Serverless web performance monitoring using Cloud Functions


This tutorial describes how to create a web-performance-monitoring app using Google Cloud serverless technologies.

Performance plays a major role in the success of any web app. If your site performs poorly, you might experience fewer sign-ups and lower user retention, which will probably impact your business goals. Performance should be a key success criterion when designing, building, and testing your web app.
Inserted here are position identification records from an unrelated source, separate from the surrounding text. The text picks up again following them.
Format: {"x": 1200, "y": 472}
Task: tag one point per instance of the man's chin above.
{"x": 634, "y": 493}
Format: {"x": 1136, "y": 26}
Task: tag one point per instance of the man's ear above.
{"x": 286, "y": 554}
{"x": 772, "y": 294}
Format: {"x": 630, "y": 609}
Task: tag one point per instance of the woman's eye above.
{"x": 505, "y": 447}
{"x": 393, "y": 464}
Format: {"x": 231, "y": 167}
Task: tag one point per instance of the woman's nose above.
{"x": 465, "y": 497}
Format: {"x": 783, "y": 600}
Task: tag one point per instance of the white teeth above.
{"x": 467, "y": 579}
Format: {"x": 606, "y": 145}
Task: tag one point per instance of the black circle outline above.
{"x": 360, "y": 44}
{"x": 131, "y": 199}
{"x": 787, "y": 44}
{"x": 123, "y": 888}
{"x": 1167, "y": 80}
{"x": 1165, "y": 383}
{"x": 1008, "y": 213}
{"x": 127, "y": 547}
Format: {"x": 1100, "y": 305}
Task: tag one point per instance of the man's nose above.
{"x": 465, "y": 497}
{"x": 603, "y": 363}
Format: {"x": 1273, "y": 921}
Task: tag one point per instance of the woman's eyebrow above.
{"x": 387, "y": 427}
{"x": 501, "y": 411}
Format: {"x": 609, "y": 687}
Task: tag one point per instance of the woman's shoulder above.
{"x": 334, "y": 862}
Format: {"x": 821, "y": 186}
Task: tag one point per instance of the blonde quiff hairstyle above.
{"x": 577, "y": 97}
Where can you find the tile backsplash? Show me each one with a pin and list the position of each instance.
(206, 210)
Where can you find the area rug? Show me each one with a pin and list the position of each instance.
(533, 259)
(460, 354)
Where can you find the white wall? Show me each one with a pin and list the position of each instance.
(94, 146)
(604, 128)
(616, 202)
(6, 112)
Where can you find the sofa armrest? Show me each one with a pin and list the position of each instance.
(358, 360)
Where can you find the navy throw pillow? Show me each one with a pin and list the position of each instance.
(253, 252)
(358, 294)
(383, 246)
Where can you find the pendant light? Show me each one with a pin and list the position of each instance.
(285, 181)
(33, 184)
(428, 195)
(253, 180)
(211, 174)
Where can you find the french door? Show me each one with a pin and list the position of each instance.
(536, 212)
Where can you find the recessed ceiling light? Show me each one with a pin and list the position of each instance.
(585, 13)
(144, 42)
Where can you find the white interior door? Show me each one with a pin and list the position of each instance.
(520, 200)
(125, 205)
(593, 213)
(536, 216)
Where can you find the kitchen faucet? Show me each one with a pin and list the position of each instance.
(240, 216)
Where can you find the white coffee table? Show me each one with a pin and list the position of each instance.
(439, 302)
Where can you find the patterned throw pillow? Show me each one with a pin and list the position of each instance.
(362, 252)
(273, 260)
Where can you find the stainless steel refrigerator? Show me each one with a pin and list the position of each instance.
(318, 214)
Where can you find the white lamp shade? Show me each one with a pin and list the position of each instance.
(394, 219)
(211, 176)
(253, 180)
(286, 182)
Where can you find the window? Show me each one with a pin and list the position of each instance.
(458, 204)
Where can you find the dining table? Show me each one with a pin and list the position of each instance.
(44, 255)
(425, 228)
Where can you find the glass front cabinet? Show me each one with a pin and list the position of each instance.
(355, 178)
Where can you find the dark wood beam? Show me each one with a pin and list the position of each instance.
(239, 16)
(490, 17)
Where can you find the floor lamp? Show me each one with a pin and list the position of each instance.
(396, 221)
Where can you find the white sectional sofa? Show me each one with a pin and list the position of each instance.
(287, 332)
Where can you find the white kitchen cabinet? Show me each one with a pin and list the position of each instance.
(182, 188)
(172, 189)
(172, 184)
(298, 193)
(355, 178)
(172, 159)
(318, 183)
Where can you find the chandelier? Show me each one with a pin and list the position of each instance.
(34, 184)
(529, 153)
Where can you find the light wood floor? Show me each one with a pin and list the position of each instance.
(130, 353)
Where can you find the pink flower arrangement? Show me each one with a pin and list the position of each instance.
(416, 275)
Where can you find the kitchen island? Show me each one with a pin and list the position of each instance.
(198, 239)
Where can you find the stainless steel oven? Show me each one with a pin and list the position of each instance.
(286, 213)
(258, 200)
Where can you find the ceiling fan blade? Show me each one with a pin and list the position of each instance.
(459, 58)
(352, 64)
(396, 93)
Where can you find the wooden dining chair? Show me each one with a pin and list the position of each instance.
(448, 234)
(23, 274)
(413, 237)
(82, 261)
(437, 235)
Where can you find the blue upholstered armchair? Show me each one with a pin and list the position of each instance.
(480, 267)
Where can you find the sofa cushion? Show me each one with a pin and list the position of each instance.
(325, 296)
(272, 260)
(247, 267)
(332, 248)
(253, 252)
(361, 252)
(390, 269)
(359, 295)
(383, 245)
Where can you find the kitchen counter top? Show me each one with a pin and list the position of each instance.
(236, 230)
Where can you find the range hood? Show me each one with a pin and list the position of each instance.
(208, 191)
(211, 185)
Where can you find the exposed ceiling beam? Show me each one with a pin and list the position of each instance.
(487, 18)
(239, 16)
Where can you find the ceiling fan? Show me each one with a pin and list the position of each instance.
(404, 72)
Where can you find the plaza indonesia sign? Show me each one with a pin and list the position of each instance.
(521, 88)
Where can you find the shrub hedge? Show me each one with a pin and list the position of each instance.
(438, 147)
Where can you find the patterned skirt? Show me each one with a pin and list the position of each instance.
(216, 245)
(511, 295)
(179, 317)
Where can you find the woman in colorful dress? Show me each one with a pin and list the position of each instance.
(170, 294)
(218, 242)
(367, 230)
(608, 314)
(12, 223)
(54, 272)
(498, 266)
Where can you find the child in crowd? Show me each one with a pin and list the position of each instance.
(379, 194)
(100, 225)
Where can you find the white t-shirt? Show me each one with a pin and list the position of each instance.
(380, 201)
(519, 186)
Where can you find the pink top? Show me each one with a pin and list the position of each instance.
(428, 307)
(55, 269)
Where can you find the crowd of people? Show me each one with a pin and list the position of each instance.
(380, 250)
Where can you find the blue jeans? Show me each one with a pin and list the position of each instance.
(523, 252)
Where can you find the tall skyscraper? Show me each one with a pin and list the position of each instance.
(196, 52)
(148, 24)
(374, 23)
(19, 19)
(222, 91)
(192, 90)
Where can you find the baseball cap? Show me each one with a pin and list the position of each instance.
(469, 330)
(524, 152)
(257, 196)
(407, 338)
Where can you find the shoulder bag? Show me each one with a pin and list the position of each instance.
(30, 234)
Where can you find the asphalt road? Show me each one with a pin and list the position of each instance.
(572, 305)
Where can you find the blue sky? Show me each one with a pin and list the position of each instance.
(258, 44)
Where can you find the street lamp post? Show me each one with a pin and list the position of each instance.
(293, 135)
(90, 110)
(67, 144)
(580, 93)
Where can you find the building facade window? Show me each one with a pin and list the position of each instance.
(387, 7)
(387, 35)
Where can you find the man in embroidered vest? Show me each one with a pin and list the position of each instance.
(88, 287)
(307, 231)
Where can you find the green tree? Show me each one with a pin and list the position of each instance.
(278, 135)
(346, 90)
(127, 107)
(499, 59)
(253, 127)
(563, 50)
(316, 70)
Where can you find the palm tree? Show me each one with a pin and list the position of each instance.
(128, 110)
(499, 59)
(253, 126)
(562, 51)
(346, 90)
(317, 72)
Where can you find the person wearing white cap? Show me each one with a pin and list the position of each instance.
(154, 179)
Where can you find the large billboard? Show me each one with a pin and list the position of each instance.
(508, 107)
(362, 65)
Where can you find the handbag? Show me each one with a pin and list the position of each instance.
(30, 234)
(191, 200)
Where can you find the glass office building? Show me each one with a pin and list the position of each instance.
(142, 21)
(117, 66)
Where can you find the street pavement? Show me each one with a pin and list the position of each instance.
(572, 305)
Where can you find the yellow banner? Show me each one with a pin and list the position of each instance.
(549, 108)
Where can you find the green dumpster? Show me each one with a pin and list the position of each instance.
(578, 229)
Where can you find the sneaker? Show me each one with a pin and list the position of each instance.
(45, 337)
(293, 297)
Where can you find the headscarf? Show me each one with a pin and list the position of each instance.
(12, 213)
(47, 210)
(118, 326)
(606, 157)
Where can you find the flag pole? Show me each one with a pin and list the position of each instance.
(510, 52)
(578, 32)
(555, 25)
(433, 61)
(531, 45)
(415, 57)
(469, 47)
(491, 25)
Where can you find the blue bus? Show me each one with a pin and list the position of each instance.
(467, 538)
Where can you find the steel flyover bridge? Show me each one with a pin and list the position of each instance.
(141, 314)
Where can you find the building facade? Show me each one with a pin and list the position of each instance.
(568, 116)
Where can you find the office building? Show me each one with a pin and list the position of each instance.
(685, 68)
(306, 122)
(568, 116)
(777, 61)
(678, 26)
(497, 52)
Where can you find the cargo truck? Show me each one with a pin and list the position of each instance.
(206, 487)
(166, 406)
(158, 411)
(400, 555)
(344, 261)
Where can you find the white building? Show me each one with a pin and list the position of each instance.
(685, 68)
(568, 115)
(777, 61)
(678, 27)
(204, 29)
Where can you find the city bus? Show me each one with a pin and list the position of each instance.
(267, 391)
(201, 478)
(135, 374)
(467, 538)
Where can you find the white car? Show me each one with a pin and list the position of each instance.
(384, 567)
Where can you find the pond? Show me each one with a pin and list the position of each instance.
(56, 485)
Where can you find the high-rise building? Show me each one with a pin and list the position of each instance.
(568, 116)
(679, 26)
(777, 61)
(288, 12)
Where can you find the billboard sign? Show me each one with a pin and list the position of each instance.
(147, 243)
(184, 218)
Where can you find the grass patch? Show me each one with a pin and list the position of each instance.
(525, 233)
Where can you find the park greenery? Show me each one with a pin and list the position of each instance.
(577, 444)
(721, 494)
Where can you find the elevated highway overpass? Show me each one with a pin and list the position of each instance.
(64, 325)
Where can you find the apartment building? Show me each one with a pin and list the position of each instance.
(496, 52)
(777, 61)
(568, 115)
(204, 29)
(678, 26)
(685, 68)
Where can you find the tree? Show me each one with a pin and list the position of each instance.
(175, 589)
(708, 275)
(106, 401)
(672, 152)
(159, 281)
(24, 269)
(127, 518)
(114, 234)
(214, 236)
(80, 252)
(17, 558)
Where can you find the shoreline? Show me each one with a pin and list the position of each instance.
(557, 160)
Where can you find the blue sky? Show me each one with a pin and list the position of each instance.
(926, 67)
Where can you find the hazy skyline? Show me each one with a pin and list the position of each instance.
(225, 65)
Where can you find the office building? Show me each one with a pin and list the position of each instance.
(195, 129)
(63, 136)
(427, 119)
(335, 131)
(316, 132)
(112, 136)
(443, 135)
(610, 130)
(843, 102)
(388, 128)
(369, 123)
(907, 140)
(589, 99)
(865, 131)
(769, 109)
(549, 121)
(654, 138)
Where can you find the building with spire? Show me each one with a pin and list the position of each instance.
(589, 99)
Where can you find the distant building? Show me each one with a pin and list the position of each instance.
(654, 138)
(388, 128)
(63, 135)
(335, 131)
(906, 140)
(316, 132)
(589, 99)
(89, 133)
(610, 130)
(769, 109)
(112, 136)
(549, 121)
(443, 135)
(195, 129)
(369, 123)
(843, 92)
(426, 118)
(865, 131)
However, page performance can also change over time as your app evolves. Developers can add or update images and scripts, or the underlying app serving infrastructure itself can change. Therefore, it's important to regularly monitor page performance. Typically, you store the performance metrics to enable historical analysis. It's also common practice to generate alerts if page performance falls below some defined thresholds.

Objectives

  • Create a Cloud Function that uses headless Chrome to collect web page performance metrics.
  • Store the metrics in Cloud Storage.
  • Create another Cloud Function, triggered by the Cloud Storage creation event, to analyze the page metrics.
  • Store the analysis results in Firestore.
  • Create another Cloud Function, triggered by the Firestore creation event, to publish an alert to Pub/Sub if page performance is poor.
  • Create a Cloud Scheduler job to periodically trigger the first Cloud Function.
  • Verify the outputs for success and for failure scenarios.

Costs

This tutorial uses billable components of Google Cloud, including:

  • Cloud Functions
  • Cloud Scheduler
  • Cloud Storage
  • Firestore
  • Pub/Sub
  • Container Registry
  • Cloud Build

Use the pricing calculator to generate a cost estimate based on your projected usage.

Before you begin

  1. Sign in to your Google Cloud account. If you're new to Google Cloud, create an account to evaluate how our products perform in real-world scenarios. New customers also get $300 in free credits to run, test, and deploy workloads.
  2. In the Google Cloud console, on the project selector page, select or create a Google Cloud project.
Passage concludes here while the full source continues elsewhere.